Glycylcyclines

Tigecycline, a drug approved in the United States

Glycylcyclines are a class of antibiotics that are derived from tetracyclines . Glycylcyclines were developed to overcome typical mechanisms of antibiotic resistance to tetracyclines. This applies to bacterial efflux pumps on the one hand, but also to ribosomal starting points. Tigecycline is currently the only approved representative of this group of active ingredients.

history

In the 1980s and 1990s, there was increasing evidence of tetracycline resistance in various bacterial strains. In the early 1990s, the modification of the glycylcyclines was developed by adding an N , N -dimethylglycylamido side chain to tetracyclines . Efflux pumps and ribosomal protective mechanisms of the bacteria were thereby circumvented. Tigecycline is the first clinically approved substance.

Mechanism of action

Glycylcycline antibiotics act like tetracyclines by blocking protein synthesis . The bacteriostatic effect results from binding to the 30S subunit of the bacterial ribosomes , which prevents amino-acyl-tRNA from binding to ribosomes. Glycylglycines show an even stronger binding potential than tetracyclines.

Resistance Mechanisms

Glycylcyclines are not eliminated by acquired efflux pumps, but chromosomal efflux pumps as in Pseudomonas and Proteus are resistance-inducing. Ribosomal resistance to tetracyclines is overcome by glycylcyclines.

Side effects and contraindications

Glycylcyclines also resemble their precursor active ingredients, the tetracyclines, in terms of the spectrum of side effects: nausea and vomiting, headaches, sensitivity to light, tooth discoloration, fetal malformations.

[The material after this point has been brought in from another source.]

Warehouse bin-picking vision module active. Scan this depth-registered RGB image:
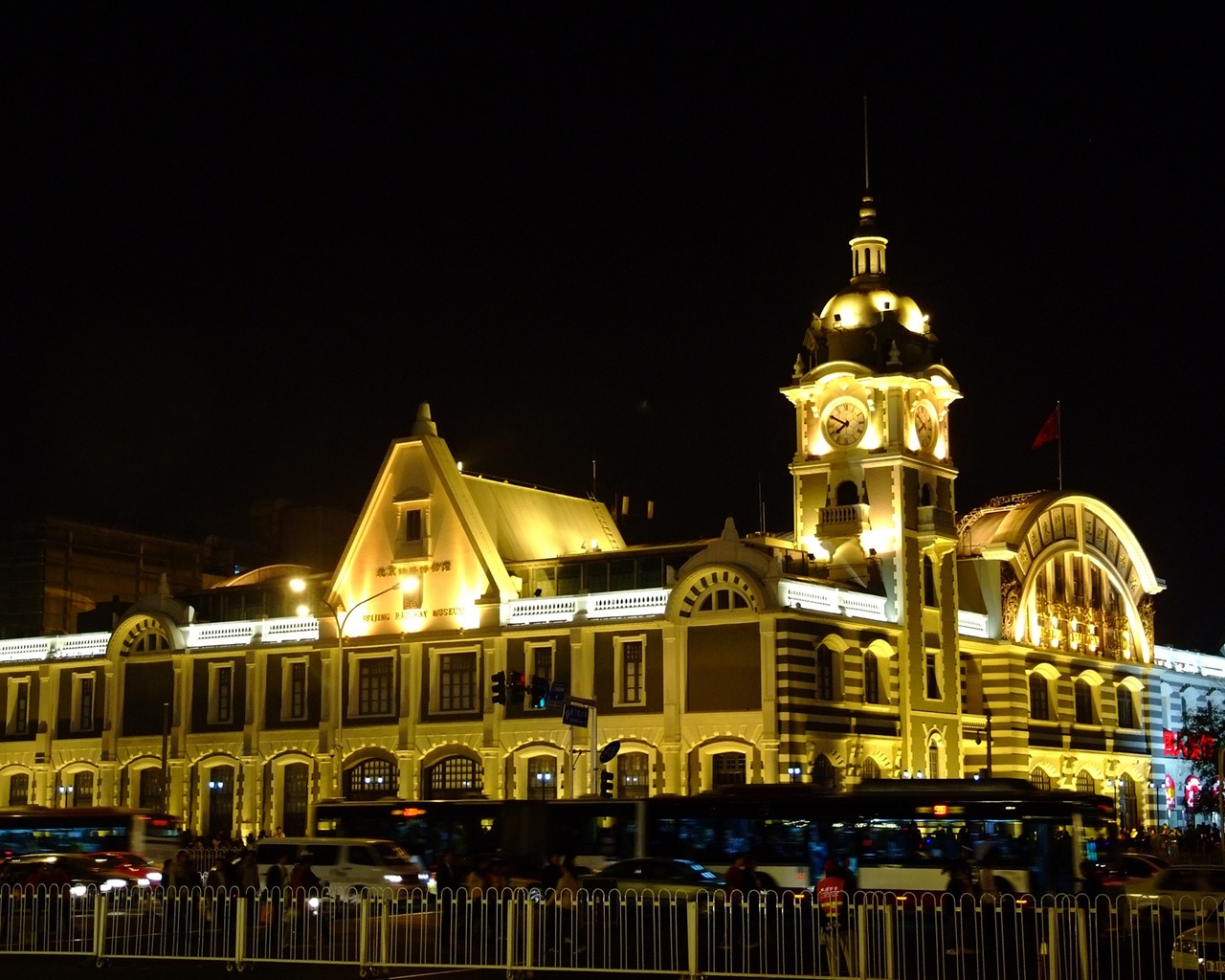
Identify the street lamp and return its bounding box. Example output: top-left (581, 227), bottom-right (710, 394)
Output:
top-left (289, 574), bottom-right (421, 797)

Avoid use in pregnant women. Due to the potential for permanent tooth discolouration, it should not be used in children during tooth development either. Hypersensitivity reactions are possible, including cross-reactivity with tetracyclines.

Individual evidence

^ Drugs @ FDA: FDA Approved Drug Products - Tigecycline . United States Food and Drug Administration. Retrieved March 15, 2019.
↑ Bergeron J, Ammirati M, Danley D, etal: Glycylcyclines bind to the high-affinity tetracycline ribosomal binding site and evade Tet (M) - and Tet (O) -mediated ribosomal protection . In: Antimicrob. Agents Chemother. . 40, No. 9, September 1996, pp. 2226-2228. PMID 8878615 . PMC 163507 (free full text).
↑ Livermore DM: Tigecycline: what is it, and where should it be used? . In: J. Antimicrob. Chemother. . 56, No. 4, October 2005, pp. 611-614. doi : 10.1093 / jac / dki291 . PMID 16120626 .
^ List of adverse events for Tigecycline . RxList.com. Retrieved December 18, 2016.

[1] Drugs @ FDA: FDA Approved Drug Products - Tigecycline . United States Food and Drug Administration. Retrieved March 15, 2019.

[2] Bergeron J, Ammirati M, Danley D, etal: Glycylcyclines bind to the high-affinity tetracycline ribosomal binding site and evade Tet (M) - and Tet (O) -mediated ribosomal protection . In: Antimicrob. Agents Chemother. . 40, No. 9, September 1996, pp. 2226-2228. PMID 8878615 . PMC 163507 (free full text).

[3] Livermore DM: Tigecycline: what is it, and where should it be used? . In: J. Antimicrob. Chemother. . 56, No. 4, October 2005, pp. 611-614. doi : 10.1093 / jac / dki291 . PMID 16120626 .

[4] List of adverse events for Tigecycline . RxList.com. Retrieved December 18, 2016.